Views expressed in opinion columns are the author’s own.
For Washington, D.C., sports fans, the only thing worse than the Washington Wizards’ current 8-37 season is the possibility that, soon, they’ll never be able to see another season again. Virginia Gov. Glenn Youngkin’s announcement that the state would subsidize the Washington Wizards and Capitals potentially moving to Virginia by 2028 is hasty and stupid. It not only harms current Washington, D.C., residents and fans, but also, to a greater degree, Virginian taxpayers who would foot the exorbitant $1 billion bill.
While Washington, D.C., has put in a counter-offer of $500 million, the truth is that all of these proposals leave the everyday, working-class people of the DMV behind as suckers.
This outlandish bidding war has manufactured a false dichotomy between the already-downtrodden sports fans of the DMV area in the pursuit of one thing only: deepening the pockets of Ted Leonsis, the billionaire owner of the teams.
Proponents of the move laud it as an opportunity to catalyze the economy of Northern Virginia, but the literature on the subject disagrees heavily. Analysis after analysis demonstrates that subsidizing massive stadiums does not bring about the local economic benefit that policymakers often envision.
The fact that they don’t increase employment or per capita income isn’t much of a surprise when we think about it a little deeper. The construction jobs provided are fleeting and temporary, and the perceived increase in spending is mostly just a redirection of budgeting. Someone’s entertainment budget does not increase simply due to proximity to sporting events; they instead forgo malls, theaters, museums, restaurants or whatever else they may have done with their free time to attend a game. This doesn’t necessitate a net positive, especially when owners make the most money off the tickets.
Even if the Wizards and Capitals do catalyze foot traffic and boost the economy of the surrounding area, does it make sense to pay over a billion dollars to transplant the economic effect from Washington, D.C., to the suburbs of Virginia? It’s no surprise that 86 percent of economists surveyed on this question say local and state government subsidies should be eliminated from sports stadiums entirely.

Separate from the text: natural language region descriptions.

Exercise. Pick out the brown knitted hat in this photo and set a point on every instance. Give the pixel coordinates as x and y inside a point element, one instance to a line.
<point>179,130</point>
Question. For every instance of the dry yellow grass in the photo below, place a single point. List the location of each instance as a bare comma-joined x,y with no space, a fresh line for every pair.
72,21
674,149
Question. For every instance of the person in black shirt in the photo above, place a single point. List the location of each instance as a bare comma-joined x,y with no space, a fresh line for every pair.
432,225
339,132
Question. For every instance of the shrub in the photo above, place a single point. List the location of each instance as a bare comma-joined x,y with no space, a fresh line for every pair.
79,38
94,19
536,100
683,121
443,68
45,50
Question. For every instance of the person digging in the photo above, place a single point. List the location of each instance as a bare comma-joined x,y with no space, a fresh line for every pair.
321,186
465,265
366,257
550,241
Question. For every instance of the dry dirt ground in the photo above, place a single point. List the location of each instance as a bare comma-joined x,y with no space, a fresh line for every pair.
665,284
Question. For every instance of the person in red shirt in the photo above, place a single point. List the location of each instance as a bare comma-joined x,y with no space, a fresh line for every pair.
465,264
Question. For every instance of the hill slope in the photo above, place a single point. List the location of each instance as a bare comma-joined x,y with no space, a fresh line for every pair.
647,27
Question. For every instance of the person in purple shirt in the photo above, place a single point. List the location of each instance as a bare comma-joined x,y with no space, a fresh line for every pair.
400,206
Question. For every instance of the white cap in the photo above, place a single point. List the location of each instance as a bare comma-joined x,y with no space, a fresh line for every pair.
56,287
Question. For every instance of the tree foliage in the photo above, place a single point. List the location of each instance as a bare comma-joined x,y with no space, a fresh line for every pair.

As a representation of the people, Virginian leadership needs to understand the consequences of a decision as monumental as this, swallow their pride, and use constituent money for more constructive endeavors. Just imagine what a billion dollars of public spending could do for the revitalization of entertainment, schooling or infrastructure instead.
Furthermore, not only would working-class Virginians be paying for the arena, they might even be the ones suffering from higher rent and costs of living. When the MCI Center — now known as Capital One Arena — originally opened, surrounding real estate prices skyrocketed. The number of original residents, businesses and communities have dwindled since the center opened. Those on the other side of the Richmond Highway ought to heed the story of Chinatown before the plan is put into action.
There aren’t any shortcuts or workarounds to sustainable and concrete economic development, or everyone else would already be doing them. Building a stadium is a facade for true progress.
When concerned citizens asked Alexandria Mayor Justin Wilson about how the area’s infrastructure could survive the increase in traffic and parking, his responses did not inspire confidence about the practicality or planning of the move, amounting to little more than “We will work on it.”
Such a project reeks of political desperation across the board, banking on support garnered by the novelty of having a shiny new sports arena. Both Washington, D.C., and Virginian leaders are bending the DMV’s proverbial knee to a billionaire looking to extract value from whichever district’s leaders are insecure and desperate enough to pay up for the status symbol of an arena.
Allowing the extremely wealthy to influence the lives, cultures and experiences of residents with cold impunity is too on the nose for Washington, D.C. We cannot let our governments continue to coddle the ambitions of the rich at the cost of tried and true economic development. Having sports teams is cool. Raising the standard of living, education level and socioeconomic mobility of a community is important. Here, at the impasse of cool and important, Washington, D.C., and Virginia both need to withdraw these impetuous offers and do the right thing: truly invest in our cities, counties and children.